A recent study by researchers at the Johns Hopkins Bloomberg School of Public Health Center for Livable Future found that farmed fish and shrimp convert protein and calories from feed to edible seafood at similar rates to livestock, such as cattle, pigs, and chickens. In the case of cows, it takes around 100 calories to produce just three calories of beef. In other words, producing farmed fish is as inefficient as raising livestock.
The study highlights new insights into “feed conversation efficiency,” or in other words, the efficiency of the process by which feed is turned into meat.
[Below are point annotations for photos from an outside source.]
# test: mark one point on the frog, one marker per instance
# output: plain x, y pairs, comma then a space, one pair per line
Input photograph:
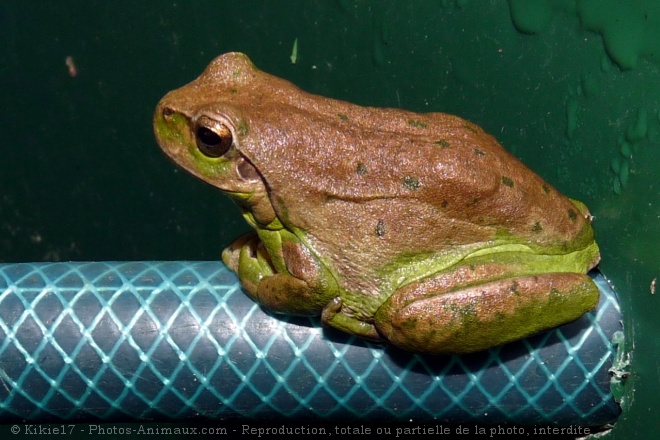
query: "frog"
415, 230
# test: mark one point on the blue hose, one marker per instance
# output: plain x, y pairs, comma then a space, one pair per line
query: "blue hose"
178, 340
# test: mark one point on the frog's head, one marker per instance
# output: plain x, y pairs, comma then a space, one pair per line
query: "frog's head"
201, 128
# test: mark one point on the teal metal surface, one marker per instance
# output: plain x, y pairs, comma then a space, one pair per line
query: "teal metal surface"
178, 340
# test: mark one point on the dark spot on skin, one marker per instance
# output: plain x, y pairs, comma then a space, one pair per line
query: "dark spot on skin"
415, 123
243, 128
380, 228
411, 183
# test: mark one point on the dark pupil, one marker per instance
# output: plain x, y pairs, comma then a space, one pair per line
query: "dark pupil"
208, 137
211, 143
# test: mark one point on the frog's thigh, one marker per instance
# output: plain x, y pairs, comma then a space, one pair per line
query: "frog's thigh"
485, 315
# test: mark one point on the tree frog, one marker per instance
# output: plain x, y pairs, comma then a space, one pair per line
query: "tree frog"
415, 229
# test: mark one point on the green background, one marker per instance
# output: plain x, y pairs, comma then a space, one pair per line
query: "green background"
570, 87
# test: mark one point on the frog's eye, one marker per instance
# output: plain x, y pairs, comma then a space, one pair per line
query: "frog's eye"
213, 138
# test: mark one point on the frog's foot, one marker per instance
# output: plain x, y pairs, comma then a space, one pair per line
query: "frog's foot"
332, 317
249, 259
277, 290
485, 315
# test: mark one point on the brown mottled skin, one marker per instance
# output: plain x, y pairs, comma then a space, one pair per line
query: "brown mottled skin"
418, 229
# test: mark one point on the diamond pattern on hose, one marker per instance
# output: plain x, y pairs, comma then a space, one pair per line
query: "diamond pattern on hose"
174, 340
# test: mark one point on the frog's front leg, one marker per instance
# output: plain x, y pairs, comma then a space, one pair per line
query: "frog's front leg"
425, 317
279, 272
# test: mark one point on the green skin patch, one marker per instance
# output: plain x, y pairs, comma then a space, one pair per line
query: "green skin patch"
453, 246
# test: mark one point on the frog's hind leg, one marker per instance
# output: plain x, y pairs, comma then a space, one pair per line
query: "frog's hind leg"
423, 319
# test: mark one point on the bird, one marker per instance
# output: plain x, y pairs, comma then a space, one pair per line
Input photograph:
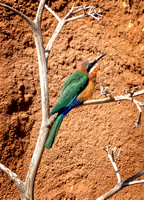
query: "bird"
77, 88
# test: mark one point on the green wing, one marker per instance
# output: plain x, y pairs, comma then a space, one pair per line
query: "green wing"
73, 86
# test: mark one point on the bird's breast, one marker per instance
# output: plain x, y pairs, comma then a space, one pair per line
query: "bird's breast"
88, 92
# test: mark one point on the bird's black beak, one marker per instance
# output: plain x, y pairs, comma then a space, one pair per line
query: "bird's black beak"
90, 66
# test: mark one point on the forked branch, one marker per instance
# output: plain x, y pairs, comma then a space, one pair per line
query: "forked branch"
120, 184
87, 11
110, 98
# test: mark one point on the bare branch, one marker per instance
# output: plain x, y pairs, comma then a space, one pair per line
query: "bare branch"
40, 11
111, 98
74, 10
13, 177
31, 23
52, 12
113, 161
120, 184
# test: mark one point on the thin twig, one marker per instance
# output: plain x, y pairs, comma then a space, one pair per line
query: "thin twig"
129, 97
52, 12
74, 10
13, 177
120, 184
31, 23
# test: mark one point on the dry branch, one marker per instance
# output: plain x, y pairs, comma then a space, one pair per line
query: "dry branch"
120, 184
87, 11
112, 98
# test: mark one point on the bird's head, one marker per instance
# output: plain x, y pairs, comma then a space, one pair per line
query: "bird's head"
91, 66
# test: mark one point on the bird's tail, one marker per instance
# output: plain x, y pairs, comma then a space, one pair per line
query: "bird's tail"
54, 131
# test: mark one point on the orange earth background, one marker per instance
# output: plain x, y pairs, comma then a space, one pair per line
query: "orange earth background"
76, 168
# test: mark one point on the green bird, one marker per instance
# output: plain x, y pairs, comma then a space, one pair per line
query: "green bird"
77, 88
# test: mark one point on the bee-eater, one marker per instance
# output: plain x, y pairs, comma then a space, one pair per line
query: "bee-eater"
77, 88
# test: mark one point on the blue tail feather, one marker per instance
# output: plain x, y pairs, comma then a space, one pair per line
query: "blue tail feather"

The team was able to access the protein and calorie content of feed inputs for fish and seafood and compare how the protein and calories are retained in the final edible product by collecting data on feed composition, feed conversion ratios, edible portions, and nutritional content.
By looking at the average protein and calorie retention across nine types of farmed fish and shrimp, researchers found that it was lower than chickens and similar to pig and cattle production.
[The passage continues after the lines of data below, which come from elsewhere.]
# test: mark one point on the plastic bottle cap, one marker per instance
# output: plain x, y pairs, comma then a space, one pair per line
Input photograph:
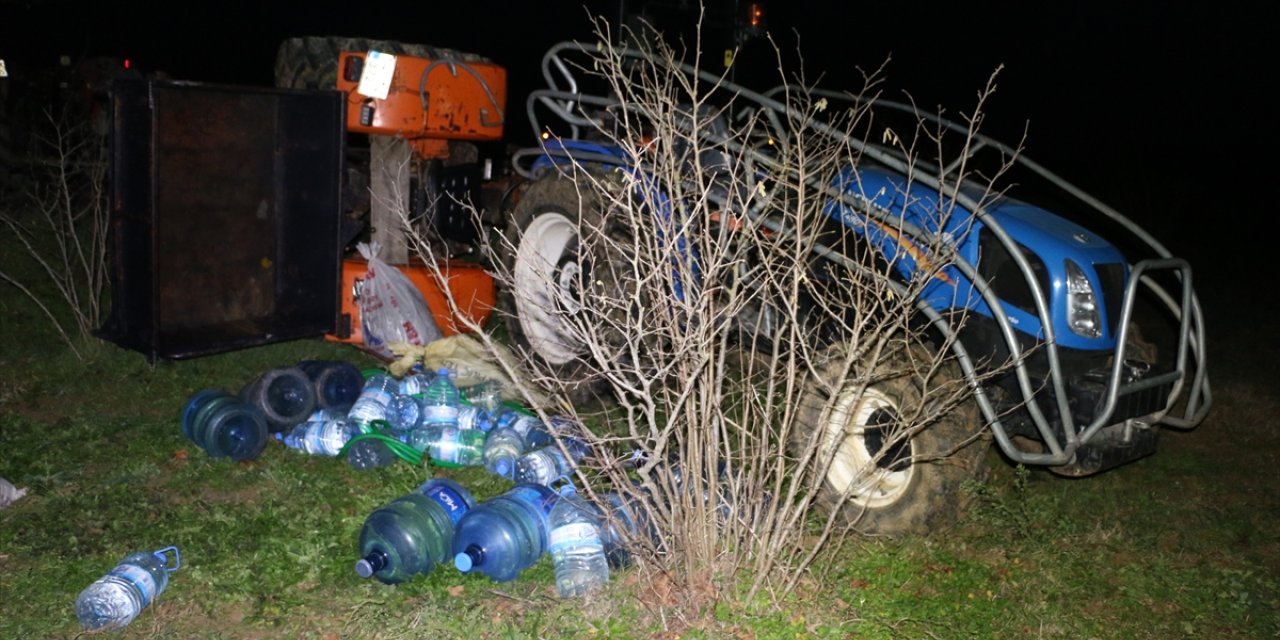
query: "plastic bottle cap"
462, 562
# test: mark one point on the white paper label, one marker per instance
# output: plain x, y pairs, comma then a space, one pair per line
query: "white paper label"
376, 78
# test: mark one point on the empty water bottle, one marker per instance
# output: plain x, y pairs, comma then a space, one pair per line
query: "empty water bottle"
337, 383
487, 394
449, 446
471, 416
414, 533
320, 438
415, 383
113, 600
284, 396
405, 414
624, 520
375, 400
504, 535
440, 401
224, 426
576, 547
548, 464
530, 428
369, 453
502, 448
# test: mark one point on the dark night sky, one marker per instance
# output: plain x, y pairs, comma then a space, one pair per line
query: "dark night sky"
1156, 105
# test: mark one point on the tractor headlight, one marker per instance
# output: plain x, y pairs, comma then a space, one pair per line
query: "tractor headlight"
1082, 305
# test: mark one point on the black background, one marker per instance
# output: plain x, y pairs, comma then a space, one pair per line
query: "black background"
1165, 109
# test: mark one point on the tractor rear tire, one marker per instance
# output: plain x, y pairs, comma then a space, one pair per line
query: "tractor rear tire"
556, 279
“We face the challenge of feeding a growing human population, and aquaculture is viewed as a solution due to favorable feed efficiency compared to livestock,” said Jillian Fry, PhD, director of the Public Health and Sustainable Aquaculture Project at the Center for a Livable Future and faculty member in the Bloomberg School’s Department of Environmental Health and Engineering. Looks like factory farmed fish isn’t the silver bullet people hoped for.
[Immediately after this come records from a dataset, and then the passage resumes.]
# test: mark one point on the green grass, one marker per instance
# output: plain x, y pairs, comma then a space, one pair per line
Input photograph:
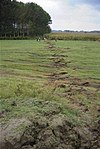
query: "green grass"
27, 69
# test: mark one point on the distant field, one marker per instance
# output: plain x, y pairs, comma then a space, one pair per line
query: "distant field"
64, 71
73, 36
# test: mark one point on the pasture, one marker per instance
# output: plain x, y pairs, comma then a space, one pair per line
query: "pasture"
49, 78
52, 71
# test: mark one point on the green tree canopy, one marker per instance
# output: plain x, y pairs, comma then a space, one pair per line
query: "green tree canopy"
19, 19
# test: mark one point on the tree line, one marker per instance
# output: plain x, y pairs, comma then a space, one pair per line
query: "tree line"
22, 19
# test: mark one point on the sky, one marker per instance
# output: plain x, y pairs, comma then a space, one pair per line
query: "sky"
74, 15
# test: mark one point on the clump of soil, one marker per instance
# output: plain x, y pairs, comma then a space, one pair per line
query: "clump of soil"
55, 132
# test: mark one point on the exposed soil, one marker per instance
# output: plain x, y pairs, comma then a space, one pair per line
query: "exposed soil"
55, 132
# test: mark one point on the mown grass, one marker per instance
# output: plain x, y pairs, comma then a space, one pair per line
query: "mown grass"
28, 70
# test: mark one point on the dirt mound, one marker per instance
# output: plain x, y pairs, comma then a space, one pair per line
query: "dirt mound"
54, 133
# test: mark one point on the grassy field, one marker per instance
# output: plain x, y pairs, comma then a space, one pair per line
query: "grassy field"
73, 36
64, 74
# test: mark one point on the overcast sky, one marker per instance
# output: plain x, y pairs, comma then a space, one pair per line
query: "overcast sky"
72, 14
Not only is aquaculture inefficient, the practice is also causing biodiversity concerns, habitat destruction, and unbalanced ecosystems. It’s also worth noting that the high-levels of plastic in the oceans and waterways inevitably make their way into seafood. It’s estimated that a person who consumes seafood regularly also eats around 11,000 pieces of microplastics a year – yuck!
The reality is, our appetite for fish is causing more harm to the environment than good. The average person in the U.S. eats around 225 fish a year, with about 43 million tons of seafood consumed globally in 2009. Many scientists have predicted that fish stocks in our oceans will collapse by the year 2048 due to our increasing demand for salmon and tuna. With the world’s population set to reach 9.8 billion by 2050, we simply won’t be able to sustain more people eating a diet high in animal products. Yes, fish count in the category of “animal products.”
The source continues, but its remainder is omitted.